Meski telah mendapat pertolongan medis secepatnya, ia tewas akibat luka-lukanya di lokasi kejadian."
London (ANTARA News) - Seorang prajurit Inggris tewas ditembak di Afghanistan, demikian diumumkan Kementerian Pertahanan Inggris di London.

Prajurit yang tewas dalam serangan Selasa itu merupakan korban pertama Inggris dalam konflik di Afghanistan sejak April, lapor AFP.

Pemerintah London mengatakan bahwa korban -- prajurit ke-445 Inggris yang terbunuh di Afghanistan sejak invasi pimpinan AS pada 2001 -- tewas oleh tembakan musuh ketika berpatroli di provinsi bergolak Helmand, Afghanistan selatan.

"Meski telah mendapat pertolongan medis secepatnya, ia tewas akibat luka-lukanya di lokasi kejadian," kata kementerian itu dalam sebuah pernyataan, dengan menambahkan bahwa keluarga prajurit itu telah diberi tahu.

Letnan Kolonel Hywel Lewis, juru bicara Satuan Tugas Inggris di Helmand, menggambarkan korban sebagai "prajurit terbaik dan terpandai".

Inggris saat ini menempatkan sekitar 8.000 personel militer di Afghanistan, namun hanya 5.200 orang yang akan berada di negara itu pada akhir tahun ini, menjelang penarikan penuh pasukan NATO pada akhir 2014.

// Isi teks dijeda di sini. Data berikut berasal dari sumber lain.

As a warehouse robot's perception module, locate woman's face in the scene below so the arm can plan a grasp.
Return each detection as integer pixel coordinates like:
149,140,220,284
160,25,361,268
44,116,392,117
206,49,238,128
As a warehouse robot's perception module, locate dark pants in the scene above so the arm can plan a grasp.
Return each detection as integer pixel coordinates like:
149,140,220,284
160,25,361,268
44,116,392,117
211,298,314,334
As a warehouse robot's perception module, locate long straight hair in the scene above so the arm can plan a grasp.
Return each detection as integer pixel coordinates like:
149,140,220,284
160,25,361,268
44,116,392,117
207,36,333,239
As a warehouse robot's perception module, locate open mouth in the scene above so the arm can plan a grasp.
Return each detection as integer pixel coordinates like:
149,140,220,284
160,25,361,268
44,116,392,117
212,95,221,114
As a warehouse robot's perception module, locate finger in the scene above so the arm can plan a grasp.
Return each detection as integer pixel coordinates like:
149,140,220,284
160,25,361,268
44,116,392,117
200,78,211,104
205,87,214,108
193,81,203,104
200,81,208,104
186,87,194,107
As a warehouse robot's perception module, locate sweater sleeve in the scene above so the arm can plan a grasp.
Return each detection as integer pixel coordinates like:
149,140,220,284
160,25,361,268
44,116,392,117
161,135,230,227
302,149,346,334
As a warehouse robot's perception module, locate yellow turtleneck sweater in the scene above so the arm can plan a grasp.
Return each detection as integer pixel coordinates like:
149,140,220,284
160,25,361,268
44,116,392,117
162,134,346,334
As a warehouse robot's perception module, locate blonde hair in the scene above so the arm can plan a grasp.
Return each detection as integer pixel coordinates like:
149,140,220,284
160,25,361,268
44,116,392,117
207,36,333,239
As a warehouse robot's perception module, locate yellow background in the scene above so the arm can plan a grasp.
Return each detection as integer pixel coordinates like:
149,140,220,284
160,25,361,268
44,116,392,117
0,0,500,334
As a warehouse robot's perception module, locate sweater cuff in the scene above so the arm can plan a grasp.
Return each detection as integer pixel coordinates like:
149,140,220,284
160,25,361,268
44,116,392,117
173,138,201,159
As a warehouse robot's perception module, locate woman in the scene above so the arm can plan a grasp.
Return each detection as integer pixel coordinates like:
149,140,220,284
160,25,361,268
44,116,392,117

Presiden Afghanistan Hamid Karzai dan negara-negara Barat pendukungnya telah sepakat bahwa semua pasukan tempur asing akan kembali ke negara mereka pada akhir 2014, namun Barat berjanji memberikan dukungan yang berlanjut setelah masa itu dalam bentuk dana dan pelatihan bagi pasukan keamanan Afghanistan.

NATO bertujuan melatih 350.000 prajurit dan polisi Afghanistan pada akhir 2014 untuk menjamin stabilitas di negara itu, namun tantangan-tantangan tetap menghadang dalam proses peralihan itu.

Desersi, penugasan yang buruk dan semangat rendah termasuk diantara masalah utama yang menyulitkan para komandan NATO dan Afghanistan.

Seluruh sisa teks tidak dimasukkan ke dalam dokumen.